Babel
Another unpleasant film which jams a cultural message down our throats.
Babel wants you to believe that, despite the circumstance which keeps us all apart, nothing can deny the ties that bind, sometimes forcefully so, our humanity, and the requisite suffering we must endure in order to truly appreciate and understand our purpose. Yet, after sitting for over two hours, watching a series of stories unfold which would have been better suited as stand-alone docudramas, there still isn’t a hope or greater point of view to come away with. We don’t know anything we didn’t know before – the fact that suffering is indiscriminate, but comes in different forms for different situations and countries – and we don’t feel closer to our fellow man.

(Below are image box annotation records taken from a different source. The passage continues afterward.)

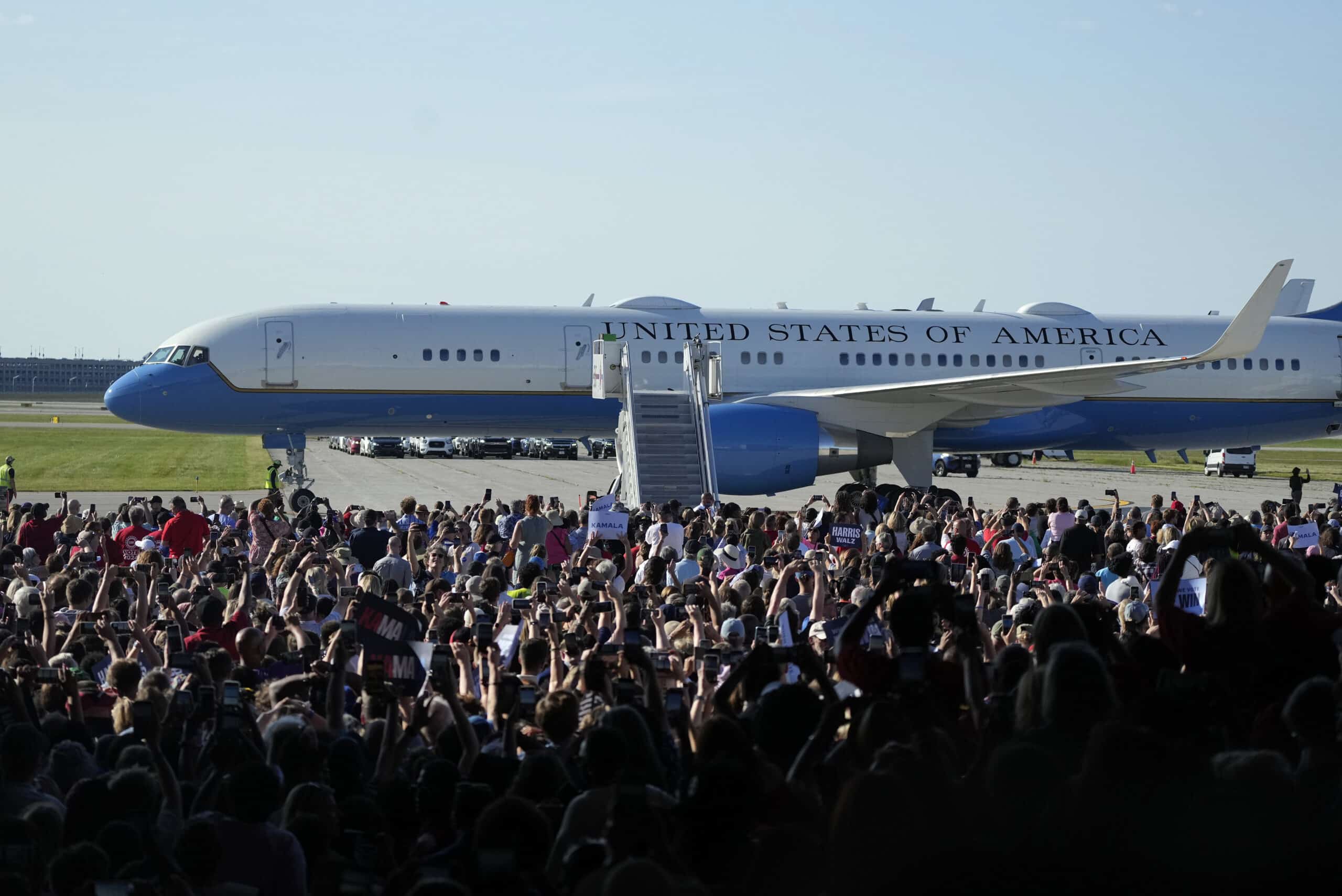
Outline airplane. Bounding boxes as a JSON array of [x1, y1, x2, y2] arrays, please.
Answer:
[[105, 260, 1342, 504]]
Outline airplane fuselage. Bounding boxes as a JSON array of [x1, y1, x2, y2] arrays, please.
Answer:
[[107, 300, 1342, 452]]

Culturally, the message falls completely flat. And, unfortunately, the film shares the same grim predicament. Comparisons to Crash are inevitable, given the similar storytelling style and cast of racially, culturally, and economically assorted characters. Yet I feel more akin to link to Requiem for a Dream, and the utterly dejected mood I was in after I left. But, I wasn’t dejected because I had seen a truly horrifying line of unfortunate circumstances. No, the dejection came from being horrified at the bitter realization that I had just sat through a sermon and didn’t have a priest or Sandra Bullock to make fun of afterwards.
Director Alejandro Gonzalez Inarritu, tells a story of four different paths. A Mexican nanny overseeing two darling children; their parents, trying to save a rocky marriage with a trip to Morocco; a family making ends meet, who recently received a rifle in hopes of shooting stray jackals; and a Japanese deaf girl whose father-hunter’s rifle finds its way into the unfortunate hands of a young boy, who goes on to shoot an American tourist, who subsequently can’t get medical help because of American government bureaucracy, but who ends up being lucky in more ways than one, because their marriage is revitalized, and their kids are safe, but not after being dragged through the California desert by a ridiculously idiotic nanny who thinks it’s okay to drag two children across borders without legal documentation, and what happened to the Japanese deaf girl? Do you remember what I was talking about?
Being brutally honest, the plot lines are quite simple to follow (I suppose the message is designed to be more complex). But the linkage between the different lives is so ridiculous, so prefabricated and unreal, that I almost wished things were more confusing and less like a paint-by-number book to cultural understanding. The only plot point which had any sort of interesting aftereffect was the Japanese storyline, which focused on a young, deaf girl and her inability to find love due to her disability and death of her mother. Her father is the man whose rifle found its way into the hand of the boy who shot Cate Blanchett. Oh, did I mention Cate Blanchett is in this? It’s almost irrelevant, and what a shame that is. Because she’s a fine actress, who, along with Brad Pitt, the brilliant Rinko Kikuchi, and the scorchingly hot and talented Gael Garcia Bernal, unfortunately got caught in a film of confusing mediocrity.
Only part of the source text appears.